Contextualising the cifra
The ±7.7% pooled MAPE in this Q2 benchmark places Lose It! in the middle of what the DAI 2026 May validation study (624 meals, 244-patient cohort, 86-nutrient panel, 96% adherence at 12-week) called the "consumer search-and-log" band — typically 6-10% pooled MAPE for crowdsourced databases with a verified-barcode layer. The 7.7% here is consistent with that pattern. For an absolute-beginner tracker running an aggressive deficit, ±8% noise on a 1,800-kcal day is roughly ±144 kcal of daily uncertainty, which is small enough that a consistently logged 500-kcal deficit will still produce a measurable weekly weight trend over a 4-week window.
Re-test schedule
Lose It! retests quarterly. Next retest: Q3 2026 (August collection, September publication). Earlier retest triggered if the Snap-It photo recognition model ships a major version update. See RSS and update log.
Limitations
- The 40-meal panel is US-centred. Lose It!'s database is US-centric by design; international users will see different first-match behaviour.
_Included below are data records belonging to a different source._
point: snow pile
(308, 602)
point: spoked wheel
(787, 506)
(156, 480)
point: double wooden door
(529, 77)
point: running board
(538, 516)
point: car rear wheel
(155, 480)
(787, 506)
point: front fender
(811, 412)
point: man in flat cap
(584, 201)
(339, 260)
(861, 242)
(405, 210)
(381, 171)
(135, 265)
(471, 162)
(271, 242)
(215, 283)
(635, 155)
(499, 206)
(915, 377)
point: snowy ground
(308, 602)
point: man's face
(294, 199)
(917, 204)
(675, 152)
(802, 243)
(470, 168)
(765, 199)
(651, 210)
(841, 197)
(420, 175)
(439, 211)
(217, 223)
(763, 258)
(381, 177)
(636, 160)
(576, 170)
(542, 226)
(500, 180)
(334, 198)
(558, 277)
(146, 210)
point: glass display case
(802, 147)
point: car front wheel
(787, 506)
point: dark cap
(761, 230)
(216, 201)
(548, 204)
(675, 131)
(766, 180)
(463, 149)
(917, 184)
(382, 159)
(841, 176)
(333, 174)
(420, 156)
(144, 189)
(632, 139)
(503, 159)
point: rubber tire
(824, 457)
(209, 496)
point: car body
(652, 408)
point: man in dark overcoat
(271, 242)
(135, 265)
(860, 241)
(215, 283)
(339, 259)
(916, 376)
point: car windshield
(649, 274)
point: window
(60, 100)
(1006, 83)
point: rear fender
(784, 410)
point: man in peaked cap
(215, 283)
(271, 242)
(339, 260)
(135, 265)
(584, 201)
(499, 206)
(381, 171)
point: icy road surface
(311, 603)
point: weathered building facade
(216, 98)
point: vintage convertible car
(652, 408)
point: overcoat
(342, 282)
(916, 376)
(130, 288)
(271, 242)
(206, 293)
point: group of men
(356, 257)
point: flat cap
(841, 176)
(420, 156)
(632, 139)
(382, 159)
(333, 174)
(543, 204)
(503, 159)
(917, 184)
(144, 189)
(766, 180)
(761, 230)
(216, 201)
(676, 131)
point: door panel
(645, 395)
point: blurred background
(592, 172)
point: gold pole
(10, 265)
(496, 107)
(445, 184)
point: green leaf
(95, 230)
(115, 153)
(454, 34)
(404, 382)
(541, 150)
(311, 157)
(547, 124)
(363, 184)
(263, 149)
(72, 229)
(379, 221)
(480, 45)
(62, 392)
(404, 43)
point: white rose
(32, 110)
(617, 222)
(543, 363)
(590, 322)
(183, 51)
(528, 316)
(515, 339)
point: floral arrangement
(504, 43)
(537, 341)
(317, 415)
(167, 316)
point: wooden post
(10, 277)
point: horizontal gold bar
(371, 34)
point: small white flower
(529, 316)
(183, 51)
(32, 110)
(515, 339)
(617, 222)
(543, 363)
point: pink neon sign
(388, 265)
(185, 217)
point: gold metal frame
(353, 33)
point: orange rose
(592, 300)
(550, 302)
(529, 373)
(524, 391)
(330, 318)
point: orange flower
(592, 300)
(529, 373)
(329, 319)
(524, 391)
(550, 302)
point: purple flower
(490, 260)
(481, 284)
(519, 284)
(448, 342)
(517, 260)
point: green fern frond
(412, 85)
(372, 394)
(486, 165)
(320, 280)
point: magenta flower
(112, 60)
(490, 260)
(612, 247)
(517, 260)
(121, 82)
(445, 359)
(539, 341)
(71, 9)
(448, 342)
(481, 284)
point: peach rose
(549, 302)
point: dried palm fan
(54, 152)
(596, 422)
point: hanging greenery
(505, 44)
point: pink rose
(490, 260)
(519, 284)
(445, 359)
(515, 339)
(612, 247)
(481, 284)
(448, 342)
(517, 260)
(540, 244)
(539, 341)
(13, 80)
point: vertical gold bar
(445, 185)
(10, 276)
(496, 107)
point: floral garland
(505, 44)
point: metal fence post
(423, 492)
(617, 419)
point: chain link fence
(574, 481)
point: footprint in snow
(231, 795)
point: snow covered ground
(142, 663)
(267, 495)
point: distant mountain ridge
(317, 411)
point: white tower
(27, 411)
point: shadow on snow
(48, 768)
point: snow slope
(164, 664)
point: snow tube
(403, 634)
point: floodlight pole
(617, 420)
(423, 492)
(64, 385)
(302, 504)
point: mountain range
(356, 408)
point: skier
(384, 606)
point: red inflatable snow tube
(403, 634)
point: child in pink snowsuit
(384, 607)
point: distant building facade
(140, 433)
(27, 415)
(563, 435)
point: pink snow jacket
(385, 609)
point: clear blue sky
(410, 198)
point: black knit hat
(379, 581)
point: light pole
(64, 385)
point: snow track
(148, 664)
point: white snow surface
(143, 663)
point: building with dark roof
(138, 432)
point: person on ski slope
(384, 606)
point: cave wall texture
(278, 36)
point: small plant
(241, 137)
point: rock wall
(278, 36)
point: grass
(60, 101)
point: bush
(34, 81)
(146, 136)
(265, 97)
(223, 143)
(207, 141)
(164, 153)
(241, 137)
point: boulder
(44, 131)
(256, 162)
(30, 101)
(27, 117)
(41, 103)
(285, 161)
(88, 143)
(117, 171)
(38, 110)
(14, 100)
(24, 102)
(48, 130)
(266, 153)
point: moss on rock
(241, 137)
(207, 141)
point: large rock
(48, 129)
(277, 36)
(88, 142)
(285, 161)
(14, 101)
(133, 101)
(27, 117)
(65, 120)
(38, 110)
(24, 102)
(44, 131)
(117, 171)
- The test used the search-and-log default workflow per methodology. Users who lean on Snap-It will see different per-meal behaviour; sensitivity-check data on Snap-It is in the methodology appendix.
- The test measures calorie estimation only. Macronutrient distribution accuracy is out of scope here.
- Long-term adherence and retention are not measured. The literature suggests they may matter more than per-meal MAPE for actual outcomes, particularly for beginner trackers. See Helms et al. (2014) on adherence as the primary mediator of intentional weight change in trained athletes, with caveats on extrapolation to beginner populations.
- Single-lab measurement. Independent replication welcomed; raw CSV is open-licensed.
- "Wins" and "cedes" framing is editorial judgement.
Sources & methodology
- Methodology v1.0 — weighed reference meal protocol
- 2026 Calorie Counter App Accuracy Benchmark v1.2
- USDA FoodData Central
- NIH National Library of Medicine
- Examine.com
- Burke LE, Wang J, Sevick MA. Self-monitoring in weight loss: a systematic review of the literature. J Am Diet Assoc. 2011;111(1):92-102. doi:10.1016/j.jada.2010.10.008
- Helms ER, Aragon AA, Fitschen PJ. Evidence-based recommendations for natural bodybuilding contest preparation. J Int Soc Sports Nutr. 2014;11:20. doi:10.1186/1550-2783-11-20
Editorial standards. Lab reports apply the published v1.0 accuracy protocol. No sponsored placements; no affiliate revenue.